Üniversitedeyken bir gün kader konusu açılmıştı. Hocamızdan biri Allah doğarken öleceğin anı ve evleneceğin kişiyi alnına yazmıştır demişti. Bir arkadaş peki biri hırsızlık yaptı madem Allah kaderini önceden belirliyor o zaman o adam hırsızlıktan neden günaha giriyor demişti. Hocada, Allah o kişinin önüne bir takım seçenekler yollar koyuyor para için hırsızlık yapıyor mesela ama ona birkaç seçenek sunmuştur. O seçenekler içinde hırsızlığı seçmiştir vicdanıyla Allah'da onun seçenekler arasında seçtiğiyle kaderine yol vermiştir. Yani daha açık anlatmak gerekirse kaderimiz yazılıdır ama insan kendi kaderini kendi çiziyor. Mesela bir olay var. Bu olayda a,b ve c seçenekleri var. Biz a seçeneğini seçtik. Daha önce o a seçeneğinde ne yazıyorsa onu yaşayacağız. Yada b yi seçseydik b yi yaşayacaktık. Ama her seçeneğin sonunda bizim yaşayacaklarımız yine bellidir. Yani kaderimiz belli ama kaderimize biz yön veriyoruz.

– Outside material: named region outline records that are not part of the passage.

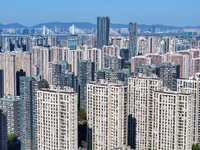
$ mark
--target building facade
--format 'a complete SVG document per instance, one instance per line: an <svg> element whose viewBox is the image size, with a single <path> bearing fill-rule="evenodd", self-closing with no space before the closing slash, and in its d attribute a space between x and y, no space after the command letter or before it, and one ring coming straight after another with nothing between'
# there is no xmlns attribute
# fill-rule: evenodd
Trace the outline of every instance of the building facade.
<svg viewBox="0 0 200 150"><path fill-rule="evenodd" d="M129 23L129 60L137 56L137 23Z"/></svg>
<svg viewBox="0 0 200 150"><path fill-rule="evenodd" d="M51 88L37 92L39 150L78 149L77 93Z"/></svg>
<svg viewBox="0 0 200 150"><path fill-rule="evenodd" d="M110 17L97 17L97 48L109 44Z"/></svg>
<svg viewBox="0 0 200 150"><path fill-rule="evenodd" d="M88 149L114 149L127 144L127 91L123 83L87 84Z"/></svg>

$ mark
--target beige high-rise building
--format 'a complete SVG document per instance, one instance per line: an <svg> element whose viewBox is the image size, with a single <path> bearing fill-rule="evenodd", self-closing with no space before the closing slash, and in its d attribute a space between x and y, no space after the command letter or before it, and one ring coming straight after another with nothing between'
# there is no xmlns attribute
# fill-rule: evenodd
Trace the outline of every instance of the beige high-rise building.
<svg viewBox="0 0 200 150"><path fill-rule="evenodd" d="M177 91L190 93L193 98L192 102L192 142L200 143L200 78L199 73L196 74L196 79L178 79Z"/></svg>
<svg viewBox="0 0 200 150"><path fill-rule="evenodd" d="M87 145L112 150L127 144L127 95L124 83L87 84Z"/></svg>
<svg viewBox="0 0 200 150"><path fill-rule="evenodd" d="M17 72L32 76L32 55L29 52L13 51L0 54L0 69L4 72L4 95L17 95L19 78Z"/></svg>
<svg viewBox="0 0 200 150"><path fill-rule="evenodd" d="M191 150L192 149L192 97L190 94L153 92L152 128L153 136L148 149ZM151 113L151 111L149 112Z"/></svg>
<svg viewBox="0 0 200 150"><path fill-rule="evenodd" d="M105 67L105 61L107 56L114 56L114 57L120 57L120 49L118 46L103 46L102 48L102 69Z"/></svg>
<svg viewBox="0 0 200 150"><path fill-rule="evenodd" d="M78 75L78 63L79 60L82 60L84 58L83 50L77 49L77 50L70 50L70 61L69 64L71 64L72 72L74 72L74 75Z"/></svg>
<svg viewBox="0 0 200 150"><path fill-rule="evenodd" d="M128 99L128 115L129 121L136 120L135 124L132 124L130 128L136 131L136 141L134 143L134 134L130 135L128 144L131 148L137 150L144 150L151 148L152 139L152 121L153 121L153 109L154 101L152 100L152 94L154 90L160 90L162 87L162 79L159 79L156 75L152 77L143 77L139 74L138 77L130 77L128 81L129 99ZM133 139L132 139L133 138Z"/></svg>
<svg viewBox="0 0 200 150"><path fill-rule="evenodd" d="M136 150L190 150L192 97L168 91L162 82L155 75L129 78L128 144Z"/></svg>
<svg viewBox="0 0 200 150"><path fill-rule="evenodd" d="M50 47L50 62L61 62L70 60L70 48L68 47Z"/></svg>
<svg viewBox="0 0 200 150"><path fill-rule="evenodd" d="M78 149L77 105L77 93L69 87L37 91L38 149Z"/></svg>
<svg viewBox="0 0 200 150"><path fill-rule="evenodd" d="M49 49L46 47L35 46L32 48L33 55L33 76L40 76L48 79L49 68Z"/></svg>
<svg viewBox="0 0 200 150"><path fill-rule="evenodd" d="M97 48L89 48L85 47L84 49L85 53L85 60L91 60L91 62L94 62L95 70L101 69L101 49Z"/></svg>

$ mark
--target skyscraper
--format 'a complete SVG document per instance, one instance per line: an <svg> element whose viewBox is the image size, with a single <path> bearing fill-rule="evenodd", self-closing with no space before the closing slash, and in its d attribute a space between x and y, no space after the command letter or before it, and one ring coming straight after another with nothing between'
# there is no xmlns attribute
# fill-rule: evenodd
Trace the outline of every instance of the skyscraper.
<svg viewBox="0 0 200 150"><path fill-rule="evenodd" d="M89 150L127 145L127 97L124 83L105 80L87 84L87 145Z"/></svg>
<svg viewBox="0 0 200 150"><path fill-rule="evenodd" d="M72 88L37 92L38 149L78 149L77 93Z"/></svg>
<svg viewBox="0 0 200 150"><path fill-rule="evenodd" d="M21 150L37 149L36 99L37 89L46 87L32 77L20 77L20 137Z"/></svg>
<svg viewBox="0 0 200 150"><path fill-rule="evenodd" d="M137 23L129 23L129 60L137 56Z"/></svg>
<svg viewBox="0 0 200 150"><path fill-rule="evenodd" d="M79 61L79 104L81 109L86 110L86 99L87 99L87 83L94 81L94 62L89 60Z"/></svg>
<svg viewBox="0 0 200 150"><path fill-rule="evenodd" d="M7 149L7 114L0 109L0 150Z"/></svg>
<svg viewBox="0 0 200 150"><path fill-rule="evenodd" d="M109 43L110 17L97 17L97 48Z"/></svg>
<svg viewBox="0 0 200 150"><path fill-rule="evenodd" d="M4 95L3 70L0 69L0 98Z"/></svg>
<svg viewBox="0 0 200 150"><path fill-rule="evenodd" d="M7 133L20 136L19 96L4 96L0 98L0 109L7 113Z"/></svg>

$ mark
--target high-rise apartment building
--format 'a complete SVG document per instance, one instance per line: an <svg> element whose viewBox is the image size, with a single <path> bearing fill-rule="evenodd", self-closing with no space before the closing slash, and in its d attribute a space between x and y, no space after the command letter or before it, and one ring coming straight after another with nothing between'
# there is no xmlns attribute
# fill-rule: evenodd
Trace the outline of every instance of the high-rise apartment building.
<svg viewBox="0 0 200 150"><path fill-rule="evenodd" d="M120 57L120 49L118 46L103 46L102 48L102 69L106 67L106 57Z"/></svg>
<svg viewBox="0 0 200 150"><path fill-rule="evenodd" d="M192 97L171 91L154 91L147 149L192 149ZM148 109L148 107L147 107ZM139 126L139 124L138 124ZM142 149L142 148L140 148Z"/></svg>
<svg viewBox="0 0 200 150"><path fill-rule="evenodd" d="M32 77L20 77L20 138L21 150L37 149L36 98L38 88L44 88L43 81Z"/></svg>
<svg viewBox="0 0 200 150"><path fill-rule="evenodd" d="M18 96L4 96L0 98L0 109L6 112L7 133L20 136L20 98Z"/></svg>
<svg viewBox="0 0 200 150"><path fill-rule="evenodd" d="M167 91L156 76L129 78L128 144L134 149L191 149L192 97Z"/></svg>
<svg viewBox="0 0 200 150"><path fill-rule="evenodd" d="M183 93L190 93L193 97L192 102L192 122L193 127L191 133L193 135L192 142L200 143L200 80L199 74L196 75L196 79L178 79L177 80L177 91Z"/></svg>
<svg viewBox="0 0 200 150"><path fill-rule="evenodd" d="M87 84L88 149L114 149L127 144L128 87L105 80Z"/></svg>
<svg viewBox="0 0 200 150"><path fill-rule="evenodd" d="M0 69L3 70L4 95L19 95L19 76L32 76L32 55L22 51L1 53Z"/></svg>
<svg viewBox="0 0 200 150"><path fill-rule="evenodd" d="M97 17L97 48L109 44L110 17Z"/></svg>
<svg viewBox="0 0 200 150"><path fill-rule="evenodd" d="M0 109L0 149L7 150L7 118L6 112Z"/></svg>
<svg viewBox="0 0 200 150"><path fill-rule="evenodd" d="M4 95L4 75L3 70L0 69L0 98Z"/></svg>
<svg viewBox="0 0 200 150"><path fill-rule="evenodd" d="M37 148L78 149L77 93L51 88L37 92Z"/></svg>
<svg viewBox="0 0 200 150"><path fill-rule="evenodd" d="M129 23L129 60L137 56L137 23Z"/></svg>
<svg viewBox="0 0 200 150"><path fill-rule="evenodd" d="M78 93L79 93L79 105L81 109L87 107L87 83L94 81L94 63L88 60L79 61L78 70Z"/></svg>
<svg viewBox="0 0 200 150"><path fill-rule="evenodd" d="M50 59L50 50L47 47L33 47L32 48L33 56L33 68L34 76L40 76L41 79L48 79L48 68L49 68L49 59Z"/></svg>
<svg viewBox="0 0 200 150"><path fill-rule="evenodd" d="M162 79L156 75L152 77L130 77L128 82L128 145L132 149L149 149L149 140L152 139L152 119L154 90L160 90Z"/></svg>

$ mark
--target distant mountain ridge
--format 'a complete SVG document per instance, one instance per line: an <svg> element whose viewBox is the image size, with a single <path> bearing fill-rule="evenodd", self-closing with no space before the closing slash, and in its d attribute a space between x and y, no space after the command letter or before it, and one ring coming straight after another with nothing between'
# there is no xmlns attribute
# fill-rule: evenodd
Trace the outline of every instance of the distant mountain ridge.
<svg viewBox="0 0 200 150"><path fill-rule="evenodd" d="M0 23L0 28L4 29L4 28L28 28L28 27L21 25L19 23L10 23L6 25Z"/></svg>
<svg viewBox="0 0 200 150"><path fill-rule="evenodd" d="M79 29L96 29L97 25L89 22L69 22L69 23L64 23L64 22L48 22L48 23L40 23L31 27L21 25L19 23L11 23L11 24L1 24L0 23L0 28L42 28L43 25L45 25L47 28L54 28L54 27L61 27L61 28L69 28L71 25L75 25ZM111 28L128 28L128 24L115 24L115 23L110 23ZM140 29L145 29L145 28L152 28L154 26L155 28L160 28L160 29L183 29L183 28L200 28L200 26L185 26L185 27L175 27L175 26L165 26L165 25L145 25L145 24L139 24L138 28Z"/></svg>

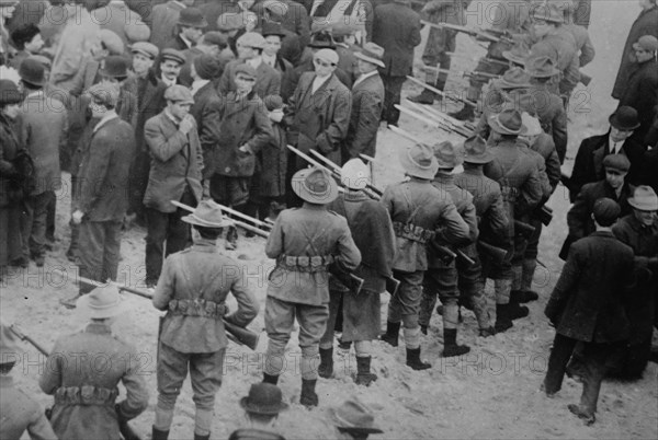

Ölüm olayında da her insanın alacağı nefes sayılıdır. O nefes tükenince ne yapsakta zamanımız geldiyse ölürürüz. Sebebi ise bahanesi olur. Araba çarpsada, camdan düşsekte bunlar bahaneleri oluyor. Allah en güzel ölümleri nasip etsin.
Hatta bunla ilgili birşey okumuştum. Bir kadının oğlu iş amacıyla ertesi gün uçakla iş seyahatine gidecekmiş. Annesi gece rüyasında uçağın düştüğünü ve oğlunun öldüğünü görmüş. Kadında sabah oğlunu uçağa binmesin diye kaldırmamış. Tv yi açınca haberlerde oğlunun bineceği uçağın düştüğünü ve kimsenin kurtulamadığını görmüş. Bir sevinçle oğluna haberi vermek için uyandırmaya gitmiş. Ama ne görsün oğlu yatağında ölü yatıyormuş. Yani ölümle olacağın önüne kimse geçemez.